Anyways, if anyone could assist me, or point me in a decent direction as to where or how to get this up and running today, that would be really helpful.

Thanks

It is nothing like the DS18B20, it is more like the LM35. It outputs an analog voltage that must be measured with the analog in of the Arduino.

The data sheet tells all.

So I have my 6000 counts DMM hooked up to it.

I have power supply 5Vdc on Vdd, and ground.

I have DMM positive lead to middle pin, and ground lead on ground.

It reads 1.829 (1,829mV).

The data sheet says -10.9mV/°C

Range, 2.2v - 5.5v ; -50°C to 150°C.

1829mV / -10.9mV/°C = -167.79816513761467889908256880734

So that's -167.79816°C ?

-167.79816°C = -270.036688°F

But that's way out of range..

It says.. Sensor Gain of -10.9mV/°C

So if that's amplified.. then.. that's too high to begin with.

A quick look at the voltage/temp graph shows ~1volt@100°C.
10.9mV more than 1volt is one degree less than 100°C.

The table shows 2.100volt@0°C.
And ~10.9mV less for every °C.

There are formulas to counteract the non-linearity on page 11 of the datasheet.
Leo..

I'm taking a look at the equations. Not used to solving stuff like this with so many parentheses.

I honestly can't figure this out.. I'm really trying, but it seems difficult.

I'm even trying to make out the less accurate one, but I can't seem to figure it out..

Here's what I got.. the less accurate one..

Where V is in mV, T is in °C, T1 and V1 are the coordinates of the lowest temperature, T2 and V2 are the coordinates of the highest temperature.
V2 I'm guessing is max voltage, in mV. V1 is min voltage.. idk..

(V2 - V1) = 2200mV minus 400mV = 1800mV
(T2 - T1) = 150C minus -50C = 200C
(T minus T1) = What's T..? It never tells you what T is.
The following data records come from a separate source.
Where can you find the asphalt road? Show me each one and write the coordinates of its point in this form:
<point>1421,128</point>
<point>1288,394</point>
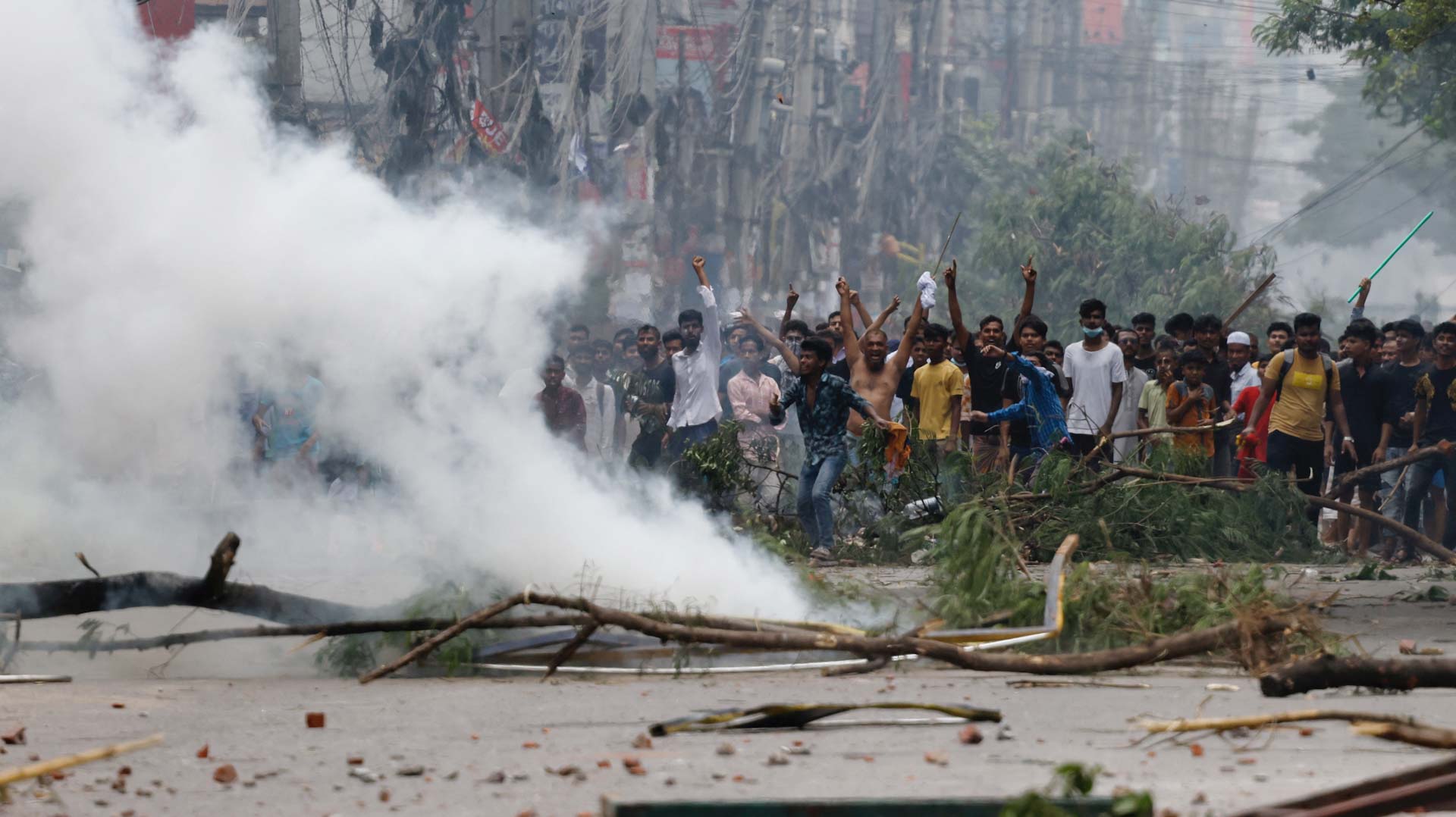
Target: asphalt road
<point>490,744</point>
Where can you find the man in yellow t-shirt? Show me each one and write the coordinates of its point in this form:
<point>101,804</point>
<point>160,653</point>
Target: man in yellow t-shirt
<point>938,388</point>
<point>1305,380</point>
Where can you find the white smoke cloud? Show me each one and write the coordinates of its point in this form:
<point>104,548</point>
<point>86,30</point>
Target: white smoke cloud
<point>177,241</point>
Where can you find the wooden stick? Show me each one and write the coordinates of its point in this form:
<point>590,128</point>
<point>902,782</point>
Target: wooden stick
<point>1430,737</point>
<point>1232,484</point>
<point>1248,300</point>
<point>435,641</point>
<point>1269,720</point>
<point>67,761</point>
<point>1442,449</point>
<point>570,649</point>
<point>315,631</point>
<point>1329,671</point>
<point>1078,663</point>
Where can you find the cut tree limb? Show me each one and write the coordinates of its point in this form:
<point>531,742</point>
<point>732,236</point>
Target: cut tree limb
<point>1348,478</point>
<point>1269,720</point>
<point>1329,671</point>
<point>1180,646</point>
<point>316,631</point>
<point>1238,487</point>
<point>1416,734</point>
<point>74,597</point>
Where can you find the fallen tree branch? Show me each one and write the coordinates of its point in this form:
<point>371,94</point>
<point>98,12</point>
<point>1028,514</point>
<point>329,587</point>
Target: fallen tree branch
<point>1348,478</point>
<point>1416,734</point>
<point>1171,430</point>
<point>570,649</point>
<point>67,761</point>
<point>315,631</point>
<point>1269,720</point>
<point>1238,487</point>
<point>74,597</point>
<point>871,647</point>
<point>1329,671</point>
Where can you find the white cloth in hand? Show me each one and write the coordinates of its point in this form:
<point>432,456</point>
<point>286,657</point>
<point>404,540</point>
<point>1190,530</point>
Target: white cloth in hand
<point>927,286</point>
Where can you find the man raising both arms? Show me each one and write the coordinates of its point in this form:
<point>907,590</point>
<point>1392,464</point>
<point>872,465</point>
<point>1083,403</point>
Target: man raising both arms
<point>695,399</point>
<point>824,402</point>
<point>873,374</point>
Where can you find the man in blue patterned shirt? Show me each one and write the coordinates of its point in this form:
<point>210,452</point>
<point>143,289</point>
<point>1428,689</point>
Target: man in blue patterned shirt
<point>1040,405</point>
<point>824,401</point>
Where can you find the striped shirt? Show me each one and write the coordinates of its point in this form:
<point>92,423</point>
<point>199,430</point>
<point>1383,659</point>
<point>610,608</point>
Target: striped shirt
<point>1038,407</point>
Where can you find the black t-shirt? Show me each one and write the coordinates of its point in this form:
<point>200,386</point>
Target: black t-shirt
<point>1219,376</point>
<point>1439,387</point>
<point>987,380</point>
<point>1400,399</point>
<point>1365,404</point>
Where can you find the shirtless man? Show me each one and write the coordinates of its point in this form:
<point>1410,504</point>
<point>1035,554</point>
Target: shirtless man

I can do this stuff, and I enjoy doing it, honestly.. I do videos for youtube with math and stuff, but I've never really done equations like these before.

The 6000 Counts DMM is reading 1.819vdc, so that's according to the chart, because I can't seem to figure out the equations, is.. 26°C

( °C * 1.8 ) + 32 = °F

26°C * 1.8 = 46.8 + 32 = 78.8°F

That's exactly what my Accurate tempature thing says too.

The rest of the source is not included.